A escolha do tratamento mais eficaz depende da severidade de acordo com a polissonografia, das condições anatômicas precipitadoras e da colaboração do paciente. Nos casos leves, as medidas de higiene e hábitos corretos são preconizados como prioridade. São recomendados ao paciente a perda de peso, eliminação de álcool e sedativos, regularidade nos horários de sono e evitar o decúbito dorsal.

O CPAP

Como é conhecido, foi desenvolvido primeiramente em Sidney, Austrália, por Collin Sullivan, e consiste em um aparelho que tem por função a elevação da pressão nas vias aéreas superiores até inverter o gradiente de pressão.

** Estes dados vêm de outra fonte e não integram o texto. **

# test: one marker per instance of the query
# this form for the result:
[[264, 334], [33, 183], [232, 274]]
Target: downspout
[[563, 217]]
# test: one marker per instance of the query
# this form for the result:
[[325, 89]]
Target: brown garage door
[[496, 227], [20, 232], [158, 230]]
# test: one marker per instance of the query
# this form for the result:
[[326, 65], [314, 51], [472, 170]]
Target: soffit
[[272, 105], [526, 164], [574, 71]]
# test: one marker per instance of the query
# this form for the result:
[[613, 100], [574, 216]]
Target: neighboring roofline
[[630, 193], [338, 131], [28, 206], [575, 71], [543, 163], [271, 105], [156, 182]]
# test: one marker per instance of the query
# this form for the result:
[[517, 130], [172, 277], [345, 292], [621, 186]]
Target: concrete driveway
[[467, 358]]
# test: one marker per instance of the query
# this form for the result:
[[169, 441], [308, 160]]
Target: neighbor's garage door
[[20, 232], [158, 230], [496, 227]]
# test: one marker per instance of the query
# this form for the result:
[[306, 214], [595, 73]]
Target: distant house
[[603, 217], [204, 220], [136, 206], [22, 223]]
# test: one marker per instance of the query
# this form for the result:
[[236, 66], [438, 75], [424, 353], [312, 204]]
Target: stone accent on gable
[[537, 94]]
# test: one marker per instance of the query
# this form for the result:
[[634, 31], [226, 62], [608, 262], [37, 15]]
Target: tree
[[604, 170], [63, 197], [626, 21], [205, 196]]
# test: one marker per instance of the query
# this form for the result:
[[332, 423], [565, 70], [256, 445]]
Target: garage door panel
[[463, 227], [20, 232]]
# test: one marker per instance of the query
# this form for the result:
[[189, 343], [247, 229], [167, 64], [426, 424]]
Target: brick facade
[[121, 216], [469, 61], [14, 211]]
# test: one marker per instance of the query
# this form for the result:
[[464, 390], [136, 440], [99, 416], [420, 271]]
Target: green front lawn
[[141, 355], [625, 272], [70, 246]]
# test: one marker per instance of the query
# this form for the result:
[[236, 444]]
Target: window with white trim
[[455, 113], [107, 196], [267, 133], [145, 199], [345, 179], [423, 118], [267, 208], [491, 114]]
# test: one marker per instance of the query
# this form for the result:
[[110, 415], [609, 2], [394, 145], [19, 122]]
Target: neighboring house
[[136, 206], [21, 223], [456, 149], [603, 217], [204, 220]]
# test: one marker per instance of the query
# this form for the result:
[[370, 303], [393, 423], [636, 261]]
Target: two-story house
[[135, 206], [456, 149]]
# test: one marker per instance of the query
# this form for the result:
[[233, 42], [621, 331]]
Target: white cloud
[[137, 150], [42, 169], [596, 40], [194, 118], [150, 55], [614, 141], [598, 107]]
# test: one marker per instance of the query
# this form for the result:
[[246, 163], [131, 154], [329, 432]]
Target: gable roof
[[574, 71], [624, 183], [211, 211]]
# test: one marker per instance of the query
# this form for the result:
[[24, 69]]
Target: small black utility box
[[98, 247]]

O mecanismo consiste em fazer chegar, por via nasal, o ar com maior pressão que a ambiental, portanto pressão positiva contínua, que mantém livre a passagem do ar. Para tal, se utiliza um pequeno compressor que envia ar através de um tubo finalizado em uma máscara nasal de silicone adaptada de forma personalizada em cada paciente. A pressão necessária é avaliada através da realização de uma nova polissonografia com o CPAP, sendo que as apnéias/hipopnéias deverão desaparecer. A oximetria também deve normalizar-se.

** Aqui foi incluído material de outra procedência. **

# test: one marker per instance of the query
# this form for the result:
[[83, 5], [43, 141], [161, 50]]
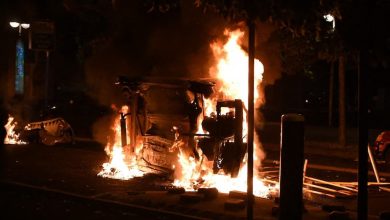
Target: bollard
[[291, 166]]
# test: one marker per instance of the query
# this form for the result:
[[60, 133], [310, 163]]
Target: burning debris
[[183, 129], [12, 136], [48, 132], [52, 131]]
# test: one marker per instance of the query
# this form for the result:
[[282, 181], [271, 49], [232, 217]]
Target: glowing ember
[[122, 165], [12, 137], [231, 71]]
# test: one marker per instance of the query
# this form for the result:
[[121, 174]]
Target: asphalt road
[[60, 181]]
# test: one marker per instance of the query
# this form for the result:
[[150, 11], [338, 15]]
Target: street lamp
[[19, 71], [330, 18]]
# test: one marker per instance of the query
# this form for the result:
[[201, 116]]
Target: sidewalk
[[318, 140]]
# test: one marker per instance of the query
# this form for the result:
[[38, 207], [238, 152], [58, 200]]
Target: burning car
[[193, 129], [161, 111]]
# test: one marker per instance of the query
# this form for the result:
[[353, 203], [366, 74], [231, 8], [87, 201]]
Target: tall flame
[[122, 165], [231, 71], [12, 136]]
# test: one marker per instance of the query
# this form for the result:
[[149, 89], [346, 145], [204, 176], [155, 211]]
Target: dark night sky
[[98, 40]]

Com o CPAP, uma máscará sobre o nariz gentilmente envia ar par dentro da garganta mantendo as vias aéreas abertas

Com o CPAP, uma máscará sobre o nariz gentilmente
envia ar par dentro da garganta mantendo as vias
aéreas abertas

Até 2003, seis pacientes obtiveram resultado no tratamento com CPAP na melhora das crises de CS ou mesmo no espaçamento das salvas. Buckle e col. foram os primeiros a avaliar a eficácia deste tipo de tratamento e fizeram uso do Bi-PAP, um aparelho de pressão aérea positiva contínua, com pressões de inspiração e expiração diferentes. Permite uma freqüência respiratória mínima, evitando grandes variações no nível de dióxido de carbono. O tratamento suprimiu a dor. Chervin e col. referiram que dois, dos três pacientes com CS e SAOS que fizeram uso de CPAP, tiveram resultados também na dor. Lüdemann menciona um caso de um paciente com CS há mais de 20 anos, com predomínio noturno.Na polissonografia, observou-se I A/H > 40/h, ou seja, grave. Este paciente iniciou imediatamente a terapia com CPAP e o ronco e as apnéias obstrutivas foram eliminados, porém constatou-se a presença de apnéias centrais, com índice > 30/h.
Apesar das apnéias centrais, o paciente apresentou somente uma crise com o tratamento. Foi adicionado oxigênio úmido contínuo na máscara de CPAP e houve remissão da apnéia central e não houve mais nenhum episódio de dor. Após quatro meses, o paciente referia dor somente quando não fazia uso do aparelho. O aparecimento da apnéia central levanta a possibilidade de que haja uma alteração no controle metabólico ligado ao sono. Em nosso estudo anterior, dois pacientes aceitaram o tratamento com CPAP e permanecem sem dor. Deve-se questionar se o tratamento aumenta o período entre as salvas ou realmente abole as crises, entretanto é mais uma opção de tratamento em casos selecionados através da polissonografia.